Anderson was the Orioles' leadoff-hitting center fielder in the 1990s and played almost his entire career with them. He was mostly known as a line-drive hitter with speed, as evidenced by his pre-1996 high of 21 home runs and 80 RBI in 1992. He also had a career high 53 stolen bases that year as well.
A year after hitting 16 home runs and driving in 64 RBI in 1995, Anderson emerged as one the year's best hitters in 1996 and instantly became a dual threat with his speed and new found power.
That year, Anderson set all kinds of career highs by batting .297 with 117 runs scored, 37 doubles, 50 home runs, 110 RBI, a 1.034 OPS and 369 total bases. He set the Orioles' new single season home run record and also became the only player to ever be part of the 50-20 club and the 20-50 club.
After his memorable 1996 season, Anderson did not have any more seasons as good as that one. He batted .288 with 18 home runs and 73 RBI while dealing with a broken rib in 1997. In 1998, his numbers slipped to a .236 average, 18 home runs and 51 RBI. Anderson then bounced back decently in 1999 with a .282 average, 24 home runs and 81 RBI.
After a subpar 2000 season, Anderson really declined in 2001 and hit even worse in 2002 as a member of the Indians before retiring.
Through his career, Anderson averaged a .256 average, 19 home runs and 67 RBI, which goes to show how remarkable his 1996 season really was in comparison to his career averages.
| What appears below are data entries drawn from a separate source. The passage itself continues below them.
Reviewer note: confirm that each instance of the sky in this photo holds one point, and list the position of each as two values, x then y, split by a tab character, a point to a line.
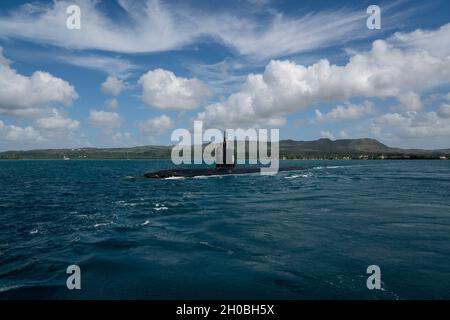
137	70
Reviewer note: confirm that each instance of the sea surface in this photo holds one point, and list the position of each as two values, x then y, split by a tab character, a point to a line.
308	234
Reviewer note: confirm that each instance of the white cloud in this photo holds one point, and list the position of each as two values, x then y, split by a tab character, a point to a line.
26	96
410	101
121	138
113	86
104	119
347	112
156	126
112	103
327	134
113	66
444	111
435	41
163	89
286	87
57	122
411	124
155	27
14	133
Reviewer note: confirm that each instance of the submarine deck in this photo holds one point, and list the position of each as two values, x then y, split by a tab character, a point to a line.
189	173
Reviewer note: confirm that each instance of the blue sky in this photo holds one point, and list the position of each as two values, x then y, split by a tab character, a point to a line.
136	70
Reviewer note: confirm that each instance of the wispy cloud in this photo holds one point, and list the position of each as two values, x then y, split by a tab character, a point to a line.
153	27
118	67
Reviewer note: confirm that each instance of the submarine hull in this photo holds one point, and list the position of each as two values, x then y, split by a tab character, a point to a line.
189	173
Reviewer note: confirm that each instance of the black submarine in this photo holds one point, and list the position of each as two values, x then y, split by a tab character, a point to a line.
224	166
As a result, many people have speculated that Anderson may have used performance enhancing drugs during the 1996 season, which could have helped him hit with more power. However, Anderson has long denied such claims and has stated that he simply had more good swings that season than in other seasons.
Regardless of whether the performance enhancing drugs claims are true or not, it's very hard to argue against Brady Anderson being the most suspicious one-year wonder ever in baseball history.